Analysis of miRNA-seq in the liver of common carp (Cyprinus carpio L.) in response to different environmental temperatures.

Water temperature affects the survival, growth, immunity, reproduction, and productivity of farmed fish. The temperature beyond suitable range will disrupt the normal physiological activity. Common carp (Cyprinus carpio L.) is a representative eurythermic fish; they are able to sense and respond to changes in water temperature by adjusting their physiology. To investigate the miRNAs in common carp at different temperatures, nine liver small-RNA libraries (5 °C, 17 °C, and 30 °C, each group have three biological repetitions) were constructed and sequenced using high-throughput sequencing. A total of 110 known miRNAs were identified. Twenty-nine known miRNAs were differentially expressed compared with in control group. GO and KEGG analysis indicated that the miRNAs may play important roles in metabolism and environment information processing. Specifically, we considered the insulin-signaling and glycerophospholipid metabolism pathway, and the results show that in 30 °C, miR-301a, miR-203b-5p, and miR-210-3p were upregulated; their target genes which are the mechanistic targets of the rapamycin kinase (mtor) gene and the protein kinase AMP-activated catalytic subunit alpha 1 (prkaa1) gene in the insulin-signaling pathway were downregulated.

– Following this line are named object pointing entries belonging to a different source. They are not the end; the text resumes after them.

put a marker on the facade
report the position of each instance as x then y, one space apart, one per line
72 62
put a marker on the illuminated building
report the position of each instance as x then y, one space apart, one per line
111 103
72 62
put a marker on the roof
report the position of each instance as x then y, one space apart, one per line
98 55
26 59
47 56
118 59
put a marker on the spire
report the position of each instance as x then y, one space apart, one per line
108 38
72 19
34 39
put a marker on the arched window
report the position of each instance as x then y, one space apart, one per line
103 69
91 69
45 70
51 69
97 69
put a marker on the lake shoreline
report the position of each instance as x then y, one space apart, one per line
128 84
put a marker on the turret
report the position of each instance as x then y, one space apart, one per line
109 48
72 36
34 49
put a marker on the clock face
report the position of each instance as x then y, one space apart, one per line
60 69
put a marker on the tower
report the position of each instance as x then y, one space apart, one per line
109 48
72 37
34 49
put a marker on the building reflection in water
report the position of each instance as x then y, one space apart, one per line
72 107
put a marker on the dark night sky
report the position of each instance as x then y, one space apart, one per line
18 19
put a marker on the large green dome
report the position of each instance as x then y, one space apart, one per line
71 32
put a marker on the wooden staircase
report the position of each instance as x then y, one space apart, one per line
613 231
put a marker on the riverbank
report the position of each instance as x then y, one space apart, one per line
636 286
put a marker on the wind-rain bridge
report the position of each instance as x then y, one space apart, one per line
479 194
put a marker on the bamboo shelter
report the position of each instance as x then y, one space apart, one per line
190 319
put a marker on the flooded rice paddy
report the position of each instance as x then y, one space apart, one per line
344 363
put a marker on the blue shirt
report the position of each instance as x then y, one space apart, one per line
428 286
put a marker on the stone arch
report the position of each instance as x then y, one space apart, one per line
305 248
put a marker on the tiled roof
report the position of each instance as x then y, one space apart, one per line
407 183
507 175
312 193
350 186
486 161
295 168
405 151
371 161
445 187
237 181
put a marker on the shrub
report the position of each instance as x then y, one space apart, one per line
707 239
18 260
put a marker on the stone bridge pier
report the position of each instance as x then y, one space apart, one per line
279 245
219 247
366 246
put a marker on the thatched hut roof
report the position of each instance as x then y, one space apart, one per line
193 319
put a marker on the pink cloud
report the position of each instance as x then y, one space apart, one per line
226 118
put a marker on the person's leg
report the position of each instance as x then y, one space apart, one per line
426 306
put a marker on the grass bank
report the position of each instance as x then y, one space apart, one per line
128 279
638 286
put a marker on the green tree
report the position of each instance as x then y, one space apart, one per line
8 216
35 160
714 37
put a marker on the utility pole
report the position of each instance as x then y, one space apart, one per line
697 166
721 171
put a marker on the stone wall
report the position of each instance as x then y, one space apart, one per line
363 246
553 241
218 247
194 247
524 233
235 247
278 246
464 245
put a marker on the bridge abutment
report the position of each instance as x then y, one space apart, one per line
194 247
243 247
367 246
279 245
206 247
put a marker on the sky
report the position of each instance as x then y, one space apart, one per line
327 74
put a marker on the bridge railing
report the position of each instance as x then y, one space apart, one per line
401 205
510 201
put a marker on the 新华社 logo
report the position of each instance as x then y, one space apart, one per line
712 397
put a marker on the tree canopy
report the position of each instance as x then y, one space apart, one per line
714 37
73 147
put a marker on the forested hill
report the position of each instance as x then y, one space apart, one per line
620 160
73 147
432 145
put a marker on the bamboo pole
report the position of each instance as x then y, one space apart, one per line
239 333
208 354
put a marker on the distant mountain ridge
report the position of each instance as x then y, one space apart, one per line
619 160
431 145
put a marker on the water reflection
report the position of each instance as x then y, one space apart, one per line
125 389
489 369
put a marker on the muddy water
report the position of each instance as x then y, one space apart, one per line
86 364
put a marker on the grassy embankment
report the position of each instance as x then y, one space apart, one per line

And miR-9-5p, miR-27d, miR-92b-3p, and miR-155 were upregulated; their target genes, 1-acylglycerol-3-phosphate O-acyltransferase 3 (agpat3), CDP-diacylglycerol-inositol 3-phosphatidyltransferase (cdipt), glycerol-3-phosphate acyltransferase mitochondrial (gpam), and phosphatidylglycerophosphate synthase 1 (pgs1), in glycerophospholipid metabolism pathway were downregulated. But in 5 °C, the situation was opposite. These findings suggest that significant changes occur in energy metabolism and metabolic processes with components of the cell membrane in different temperatures, which significantly advance our understanding of the regulatory mechanisms underlying the physiological change of temperature stress-induced in liver, specifically with regard to miRNAs. These data provide a foundation for further studies of the role of miRNAs in environmental adaptation in fish.